Each year the host nation puts on an interval show, which takes place while the votes are counted so the audience doesn’t have time to realise how much of a pointless waste of life the whole thing is. Every year sees something bigger and weirder than the rest; last year, Russia confused everyone by lowering weird dancers-in-birthing-pools from the ceiling onto a fairly freaked out audience. This year it was Norway’s turn, and they decided on a flashmob, with thousands of people all around Europe doing the same dance at the same time.

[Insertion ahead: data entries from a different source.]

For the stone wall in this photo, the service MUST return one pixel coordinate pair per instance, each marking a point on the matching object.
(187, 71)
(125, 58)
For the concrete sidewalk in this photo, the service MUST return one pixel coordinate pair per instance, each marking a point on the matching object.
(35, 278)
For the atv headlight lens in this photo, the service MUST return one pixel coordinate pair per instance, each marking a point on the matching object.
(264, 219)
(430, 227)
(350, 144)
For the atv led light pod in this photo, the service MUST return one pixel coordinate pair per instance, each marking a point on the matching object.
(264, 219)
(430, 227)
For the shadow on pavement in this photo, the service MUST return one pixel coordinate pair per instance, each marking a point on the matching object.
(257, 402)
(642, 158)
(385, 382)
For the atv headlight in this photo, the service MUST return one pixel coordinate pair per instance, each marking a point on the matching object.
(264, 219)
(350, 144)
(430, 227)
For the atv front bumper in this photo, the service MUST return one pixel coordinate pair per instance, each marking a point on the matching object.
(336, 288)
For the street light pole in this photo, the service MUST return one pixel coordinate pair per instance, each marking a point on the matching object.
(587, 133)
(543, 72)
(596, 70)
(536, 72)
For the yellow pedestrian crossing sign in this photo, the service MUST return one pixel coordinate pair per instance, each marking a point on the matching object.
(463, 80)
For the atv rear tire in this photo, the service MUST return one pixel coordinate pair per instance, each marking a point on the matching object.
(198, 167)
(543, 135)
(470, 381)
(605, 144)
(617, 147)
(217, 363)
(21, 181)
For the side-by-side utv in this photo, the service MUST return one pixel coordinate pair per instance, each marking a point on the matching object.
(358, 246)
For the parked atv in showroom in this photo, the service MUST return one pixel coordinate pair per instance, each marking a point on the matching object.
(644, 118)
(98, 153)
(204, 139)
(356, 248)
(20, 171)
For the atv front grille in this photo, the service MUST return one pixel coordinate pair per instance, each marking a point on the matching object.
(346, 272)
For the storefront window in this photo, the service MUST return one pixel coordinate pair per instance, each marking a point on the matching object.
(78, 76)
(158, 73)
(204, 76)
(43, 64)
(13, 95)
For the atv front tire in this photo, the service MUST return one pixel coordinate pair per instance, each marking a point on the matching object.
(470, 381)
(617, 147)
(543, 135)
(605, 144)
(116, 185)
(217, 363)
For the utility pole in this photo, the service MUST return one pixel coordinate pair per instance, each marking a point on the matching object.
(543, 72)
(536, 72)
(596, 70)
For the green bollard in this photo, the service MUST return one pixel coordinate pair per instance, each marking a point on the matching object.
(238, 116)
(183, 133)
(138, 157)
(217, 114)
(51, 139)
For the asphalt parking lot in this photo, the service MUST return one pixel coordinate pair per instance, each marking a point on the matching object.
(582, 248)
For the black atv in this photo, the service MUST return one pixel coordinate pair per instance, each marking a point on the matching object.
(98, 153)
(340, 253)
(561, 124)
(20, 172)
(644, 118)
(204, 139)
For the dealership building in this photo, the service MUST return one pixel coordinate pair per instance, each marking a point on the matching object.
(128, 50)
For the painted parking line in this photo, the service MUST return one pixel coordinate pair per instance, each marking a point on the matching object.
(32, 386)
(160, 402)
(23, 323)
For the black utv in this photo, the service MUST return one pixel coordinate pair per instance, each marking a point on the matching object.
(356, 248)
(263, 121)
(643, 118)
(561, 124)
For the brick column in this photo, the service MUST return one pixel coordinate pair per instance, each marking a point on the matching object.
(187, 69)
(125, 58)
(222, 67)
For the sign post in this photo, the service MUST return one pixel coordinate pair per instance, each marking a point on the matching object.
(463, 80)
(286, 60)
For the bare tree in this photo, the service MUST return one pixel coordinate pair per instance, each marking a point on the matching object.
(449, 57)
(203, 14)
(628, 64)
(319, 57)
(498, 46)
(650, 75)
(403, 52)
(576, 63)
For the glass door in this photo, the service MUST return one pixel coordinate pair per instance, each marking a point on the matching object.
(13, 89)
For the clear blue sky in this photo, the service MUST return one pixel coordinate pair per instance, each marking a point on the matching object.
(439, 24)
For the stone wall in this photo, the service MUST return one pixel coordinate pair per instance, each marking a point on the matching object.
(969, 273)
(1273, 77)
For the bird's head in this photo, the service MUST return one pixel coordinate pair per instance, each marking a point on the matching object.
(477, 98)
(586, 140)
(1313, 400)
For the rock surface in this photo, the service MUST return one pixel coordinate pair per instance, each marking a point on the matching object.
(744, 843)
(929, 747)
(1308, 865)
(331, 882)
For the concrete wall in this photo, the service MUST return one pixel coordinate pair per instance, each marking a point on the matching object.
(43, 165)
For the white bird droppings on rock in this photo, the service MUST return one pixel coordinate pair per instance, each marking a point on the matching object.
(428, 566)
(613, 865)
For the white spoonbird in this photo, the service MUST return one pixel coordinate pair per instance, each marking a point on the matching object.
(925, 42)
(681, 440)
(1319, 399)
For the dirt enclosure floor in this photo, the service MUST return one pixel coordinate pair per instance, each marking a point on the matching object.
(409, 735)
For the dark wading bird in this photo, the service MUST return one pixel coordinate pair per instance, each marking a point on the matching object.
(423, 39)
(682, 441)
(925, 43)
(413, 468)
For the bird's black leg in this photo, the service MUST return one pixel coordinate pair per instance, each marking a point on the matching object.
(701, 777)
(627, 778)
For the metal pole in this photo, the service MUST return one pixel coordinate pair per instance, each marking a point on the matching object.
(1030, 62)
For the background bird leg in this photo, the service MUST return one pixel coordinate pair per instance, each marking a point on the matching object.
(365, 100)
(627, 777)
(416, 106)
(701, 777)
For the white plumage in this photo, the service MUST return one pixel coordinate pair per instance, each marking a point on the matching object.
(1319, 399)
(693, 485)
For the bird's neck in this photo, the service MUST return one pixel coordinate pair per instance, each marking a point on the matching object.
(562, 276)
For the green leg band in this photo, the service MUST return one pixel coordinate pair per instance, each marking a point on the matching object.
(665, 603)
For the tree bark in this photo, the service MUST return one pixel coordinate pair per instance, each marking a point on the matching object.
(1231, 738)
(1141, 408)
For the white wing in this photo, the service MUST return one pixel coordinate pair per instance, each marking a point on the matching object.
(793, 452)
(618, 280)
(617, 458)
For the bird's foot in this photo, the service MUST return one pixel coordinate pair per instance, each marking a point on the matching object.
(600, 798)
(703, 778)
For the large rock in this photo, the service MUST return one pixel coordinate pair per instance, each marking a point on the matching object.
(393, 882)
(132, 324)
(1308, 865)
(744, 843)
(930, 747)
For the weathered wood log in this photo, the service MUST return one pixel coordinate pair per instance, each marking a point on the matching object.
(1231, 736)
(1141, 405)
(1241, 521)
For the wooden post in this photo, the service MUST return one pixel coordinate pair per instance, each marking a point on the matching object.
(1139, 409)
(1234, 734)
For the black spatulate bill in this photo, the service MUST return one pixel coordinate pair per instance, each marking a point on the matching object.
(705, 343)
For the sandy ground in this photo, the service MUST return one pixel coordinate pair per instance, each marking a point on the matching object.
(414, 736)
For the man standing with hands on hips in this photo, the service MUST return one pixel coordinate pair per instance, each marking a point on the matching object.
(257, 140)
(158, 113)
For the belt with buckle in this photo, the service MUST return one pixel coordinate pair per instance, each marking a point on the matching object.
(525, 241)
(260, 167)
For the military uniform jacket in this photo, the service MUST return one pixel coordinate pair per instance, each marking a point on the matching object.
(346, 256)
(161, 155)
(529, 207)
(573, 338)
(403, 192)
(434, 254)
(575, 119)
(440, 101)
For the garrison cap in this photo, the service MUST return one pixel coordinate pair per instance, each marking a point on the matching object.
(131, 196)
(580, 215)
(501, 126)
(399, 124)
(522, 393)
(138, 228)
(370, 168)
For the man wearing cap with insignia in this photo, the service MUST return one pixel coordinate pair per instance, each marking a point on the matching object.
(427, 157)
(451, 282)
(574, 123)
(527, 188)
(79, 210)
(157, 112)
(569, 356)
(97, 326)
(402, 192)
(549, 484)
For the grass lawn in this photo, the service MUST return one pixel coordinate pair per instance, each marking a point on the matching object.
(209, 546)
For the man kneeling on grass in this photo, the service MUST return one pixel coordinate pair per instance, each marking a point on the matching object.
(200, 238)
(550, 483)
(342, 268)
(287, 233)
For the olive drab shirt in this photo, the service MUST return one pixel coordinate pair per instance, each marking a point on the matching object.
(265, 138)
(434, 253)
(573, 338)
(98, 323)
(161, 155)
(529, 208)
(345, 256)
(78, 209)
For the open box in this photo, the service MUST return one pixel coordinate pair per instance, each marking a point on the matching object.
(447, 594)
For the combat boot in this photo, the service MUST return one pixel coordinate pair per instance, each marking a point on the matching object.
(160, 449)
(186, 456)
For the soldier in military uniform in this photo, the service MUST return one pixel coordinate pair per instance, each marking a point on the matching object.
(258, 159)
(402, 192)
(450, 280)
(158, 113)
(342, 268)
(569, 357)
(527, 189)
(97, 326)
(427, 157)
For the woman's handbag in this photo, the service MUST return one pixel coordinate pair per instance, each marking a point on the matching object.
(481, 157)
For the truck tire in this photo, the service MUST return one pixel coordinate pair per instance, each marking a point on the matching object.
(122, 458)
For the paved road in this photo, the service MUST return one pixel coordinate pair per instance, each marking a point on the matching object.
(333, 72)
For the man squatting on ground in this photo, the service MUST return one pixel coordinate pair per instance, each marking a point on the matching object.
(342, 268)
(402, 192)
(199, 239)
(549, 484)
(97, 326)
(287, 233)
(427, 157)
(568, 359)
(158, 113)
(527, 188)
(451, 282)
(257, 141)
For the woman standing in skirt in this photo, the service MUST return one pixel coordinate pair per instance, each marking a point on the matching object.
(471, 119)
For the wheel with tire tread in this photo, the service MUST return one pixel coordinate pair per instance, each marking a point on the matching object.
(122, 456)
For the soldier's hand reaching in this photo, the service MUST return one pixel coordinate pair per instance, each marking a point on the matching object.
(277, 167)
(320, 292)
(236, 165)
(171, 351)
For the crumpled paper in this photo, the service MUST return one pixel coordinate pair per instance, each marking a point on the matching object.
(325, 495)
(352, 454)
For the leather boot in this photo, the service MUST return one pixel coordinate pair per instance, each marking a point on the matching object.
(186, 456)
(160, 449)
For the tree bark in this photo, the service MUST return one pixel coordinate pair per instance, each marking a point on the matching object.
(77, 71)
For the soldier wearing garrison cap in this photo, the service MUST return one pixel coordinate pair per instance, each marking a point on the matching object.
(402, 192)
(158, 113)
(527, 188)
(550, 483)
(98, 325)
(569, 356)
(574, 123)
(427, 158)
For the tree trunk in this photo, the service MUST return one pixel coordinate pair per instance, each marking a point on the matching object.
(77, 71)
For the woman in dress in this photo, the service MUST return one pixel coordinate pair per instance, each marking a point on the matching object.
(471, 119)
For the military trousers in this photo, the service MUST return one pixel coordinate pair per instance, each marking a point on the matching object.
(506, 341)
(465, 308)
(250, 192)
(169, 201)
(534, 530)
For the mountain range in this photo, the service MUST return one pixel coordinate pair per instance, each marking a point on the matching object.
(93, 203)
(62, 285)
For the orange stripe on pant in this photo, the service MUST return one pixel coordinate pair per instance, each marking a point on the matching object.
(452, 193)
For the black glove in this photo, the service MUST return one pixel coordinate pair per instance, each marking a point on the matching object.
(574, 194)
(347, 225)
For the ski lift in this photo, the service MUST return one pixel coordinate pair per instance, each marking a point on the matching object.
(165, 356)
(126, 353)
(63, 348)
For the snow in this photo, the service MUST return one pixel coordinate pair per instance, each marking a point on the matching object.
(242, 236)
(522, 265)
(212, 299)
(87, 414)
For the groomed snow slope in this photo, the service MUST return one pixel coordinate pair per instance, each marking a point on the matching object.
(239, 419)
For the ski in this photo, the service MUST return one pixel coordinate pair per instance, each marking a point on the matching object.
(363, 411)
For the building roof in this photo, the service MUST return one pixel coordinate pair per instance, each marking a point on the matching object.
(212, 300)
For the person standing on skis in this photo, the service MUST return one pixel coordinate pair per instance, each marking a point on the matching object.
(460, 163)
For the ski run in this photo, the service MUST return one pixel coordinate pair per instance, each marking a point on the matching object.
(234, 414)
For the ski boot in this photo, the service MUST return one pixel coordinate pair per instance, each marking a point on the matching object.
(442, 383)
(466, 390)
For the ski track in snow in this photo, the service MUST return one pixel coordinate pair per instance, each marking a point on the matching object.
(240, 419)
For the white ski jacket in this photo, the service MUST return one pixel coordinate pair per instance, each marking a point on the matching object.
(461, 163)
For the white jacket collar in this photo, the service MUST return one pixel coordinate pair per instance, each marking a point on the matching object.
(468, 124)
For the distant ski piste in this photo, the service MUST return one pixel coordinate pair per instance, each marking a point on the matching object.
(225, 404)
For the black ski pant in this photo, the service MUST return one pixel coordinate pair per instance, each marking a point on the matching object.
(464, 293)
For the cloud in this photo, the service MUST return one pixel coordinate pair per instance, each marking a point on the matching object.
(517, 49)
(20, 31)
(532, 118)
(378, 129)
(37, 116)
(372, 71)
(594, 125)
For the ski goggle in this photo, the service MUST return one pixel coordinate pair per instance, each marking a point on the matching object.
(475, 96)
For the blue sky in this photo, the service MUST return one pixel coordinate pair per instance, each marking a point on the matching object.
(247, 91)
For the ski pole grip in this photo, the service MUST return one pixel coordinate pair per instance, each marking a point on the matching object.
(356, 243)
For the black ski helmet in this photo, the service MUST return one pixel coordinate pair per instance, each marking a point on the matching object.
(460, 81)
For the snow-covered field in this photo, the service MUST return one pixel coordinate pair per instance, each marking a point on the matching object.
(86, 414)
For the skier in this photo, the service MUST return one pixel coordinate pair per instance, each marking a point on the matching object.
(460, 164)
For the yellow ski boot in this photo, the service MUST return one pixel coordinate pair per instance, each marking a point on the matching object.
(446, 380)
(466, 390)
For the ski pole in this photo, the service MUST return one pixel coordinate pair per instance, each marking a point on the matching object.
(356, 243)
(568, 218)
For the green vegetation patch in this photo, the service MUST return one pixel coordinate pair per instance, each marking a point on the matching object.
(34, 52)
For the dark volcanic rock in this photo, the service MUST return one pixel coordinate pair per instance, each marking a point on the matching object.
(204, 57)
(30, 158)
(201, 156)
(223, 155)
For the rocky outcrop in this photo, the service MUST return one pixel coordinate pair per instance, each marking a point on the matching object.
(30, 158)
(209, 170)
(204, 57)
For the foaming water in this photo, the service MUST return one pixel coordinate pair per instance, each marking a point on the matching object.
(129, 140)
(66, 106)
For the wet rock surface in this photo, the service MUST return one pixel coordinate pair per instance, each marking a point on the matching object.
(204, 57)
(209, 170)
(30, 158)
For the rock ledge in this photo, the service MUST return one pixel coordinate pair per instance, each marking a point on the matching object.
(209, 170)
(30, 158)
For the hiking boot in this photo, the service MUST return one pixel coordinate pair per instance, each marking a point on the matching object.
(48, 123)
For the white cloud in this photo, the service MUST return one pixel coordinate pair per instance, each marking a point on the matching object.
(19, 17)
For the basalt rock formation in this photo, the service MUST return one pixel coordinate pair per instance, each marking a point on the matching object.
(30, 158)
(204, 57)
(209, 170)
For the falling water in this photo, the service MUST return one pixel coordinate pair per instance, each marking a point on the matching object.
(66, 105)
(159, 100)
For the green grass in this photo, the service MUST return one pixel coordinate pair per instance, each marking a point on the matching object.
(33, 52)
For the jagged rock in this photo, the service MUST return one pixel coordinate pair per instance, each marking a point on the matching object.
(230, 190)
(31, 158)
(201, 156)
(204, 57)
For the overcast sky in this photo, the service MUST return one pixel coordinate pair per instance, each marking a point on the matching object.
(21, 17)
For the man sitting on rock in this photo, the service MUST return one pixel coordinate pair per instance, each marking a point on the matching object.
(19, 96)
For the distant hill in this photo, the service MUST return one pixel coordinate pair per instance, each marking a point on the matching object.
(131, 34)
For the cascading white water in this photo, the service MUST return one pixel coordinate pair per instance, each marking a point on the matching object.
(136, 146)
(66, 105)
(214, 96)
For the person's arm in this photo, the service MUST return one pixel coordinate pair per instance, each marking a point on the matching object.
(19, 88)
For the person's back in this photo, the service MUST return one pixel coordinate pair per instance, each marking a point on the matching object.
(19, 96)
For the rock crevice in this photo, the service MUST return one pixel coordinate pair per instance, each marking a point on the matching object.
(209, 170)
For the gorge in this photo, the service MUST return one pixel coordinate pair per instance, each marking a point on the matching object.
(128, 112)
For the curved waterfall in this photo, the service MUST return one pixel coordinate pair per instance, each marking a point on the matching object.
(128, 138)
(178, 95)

I was blown away by how wonderful and unstaged it all looked, but then stumbled across some YouTube videos of the rehearsals where I could hear someone off-screen barking orders, as hundreds of terrified Lithuanian performing arts students danced falteringly, their stitched smiles masking their terror. One girl at the side stumbled slightly and fell to the floor, but did anybody help her? Of course not. This is Eurovision.

Ignoring the slightly sinister facts behind the big European Flashmob Extravaganza (that I in no way made up), it was really well done. Eurovision is known for being tacky and tasteless, but Norway managed to find a way to make the event look vaguely classy, and the big dance was a nice way of bringing all the competing nations together.
So, to conclude, it was the most awesomest thing in the history of the world, and anyone who doesn’t like the Eurovision Song Contest is just wrong and clearly has no heart.

Finally, since I’m (hopefully) graduating in July, this is my last column. Thanks for having me, and to any Glee fans I offended, I apologise. And if you’re a fan of Twilight... I’m not sorry.